478367 Removing Roadblocks to Make the Conversion of CO2 Emissions to Diesel and Jet Fuel Using Algae an Industrially Viable Process

Monday, November 14, 2016
Grand Ballroom B (Hilton San Francisco Union Square)
Erin Frazar, Robert B. Pace III, Eduardo Santillan-Jimenez and Mark Crocker, Center for Applied Energy Research, University of Kentucky, Lexington, KY

Algae-based carbon capture represents one possible solution to the issue of rising greenhouse gas levels. In addition to capturing CO2 emissions, this approach facilitates CO2 conversion to algal biomass, the components of which – including algal lipids – can be monetized. However, the overall efficiency and economic constraints of extracting, purifying and upgrading algal lipids present challenges that must be overcome for algae oil to become a viable source of fuels and chemicals. The work described in this contribution includes the optimization of algal lipid extraction and purification processes designed to avoid the destruction of valuable algae components and the use of an improved catalytic approach to obtain drop-in hydrocarbon fuels from the purified algal lipids.
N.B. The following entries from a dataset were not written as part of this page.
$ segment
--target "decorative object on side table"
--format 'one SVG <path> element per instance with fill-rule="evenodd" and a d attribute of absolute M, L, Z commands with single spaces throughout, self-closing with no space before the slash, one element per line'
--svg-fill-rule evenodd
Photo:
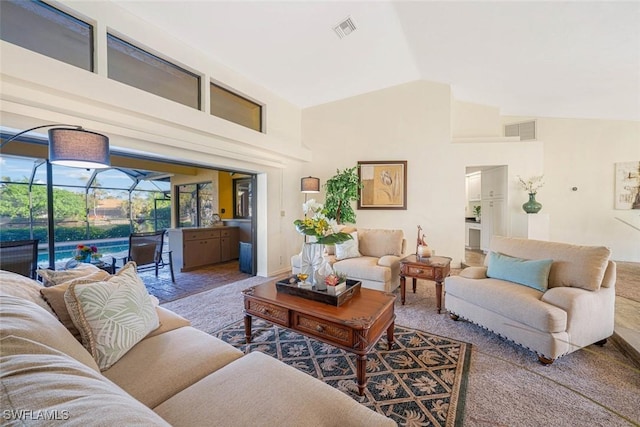
<path fill-rule="evenodd" d="M 432 251 L 429 245 L 427 245 L 427 241 L 425 240 L 424 233 L 422 235 L 420 232 L 422 231 L 422 227 L 418 225 L 418 240 L 416 242 L 416 256 L 418 260 L 422 260 L 423 258 L 430 258 Z"/>
<path fill-rule="evenodd" d="M 538 189 L 544 185 L 542 178 L 544 178 L 544 175 L 532 176 L 525 181 L 518 175 L 520 186 L 529 193 L 529 200 L 522 205 L 522 209 L 528 214 L 538 213 L 542 209 L 542 204 L 536 200 Z"/>
<path fill-rule="evenodd" d="M 296 230 L 305 236 L 314 237 L 316 241 L 303 244 L 300 270 L 309 275 L 311 283 L 318 289 L 324 288 L 324 278 L 331 272 L 323 267 L 327 262 L 323 256 L 324 245 L 346 242 L 353 237 L 348 233 L 340 232 L 338 224 L 327 218 L 324 206 L 322 203 L 316 202 L 315 199 L 304 203 L 302 210 L 305 213 L 305 218 L 293 222 Z M 322 277 L 320 274 L 323 274 Z"/>
<path fill-rule="evenodd" d="M 80 244 L 76 246 L 76 255 L 73 258 L 80 262 L 91 263 L 93 260 L 98 261 L 100 256 L 97 246 Z"/>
Low-cost, scalable methods are employed, including the direct transesterification of wet algae biomass to extract algal lipids and the use of low-cost adsorbents to purify the crude algal lipids. Raw algae, as well as crude and purified algal lipids, were analyzed throughout in order to observe the evolution of the lipid profile and the elemental composition of the feed as it was processed. Similarly, the spent adsorbents and catalysts used during the purification and upgrading of the algal lipids were analyzed as a means to gain insights into the final destiny of metals and heteroatoms undesirable for fuel applications. Activated carbon was found to be an affective adsorbent for the elimination of impurities such as chlorophyll, phospholipids and sterols from the crude algae oil. Notably, comparison of the UV-Vis spectra of a chlorophyll standard, the crude algal lipids and the purified algal lipids showed a complete absence of chlorophyll in the purified sample. Moreover, analysis of the purified lipids and the product of their catalytic upgrading revealed the latter to be ideal for transportation fuel (diesel and jet-fuel) applications.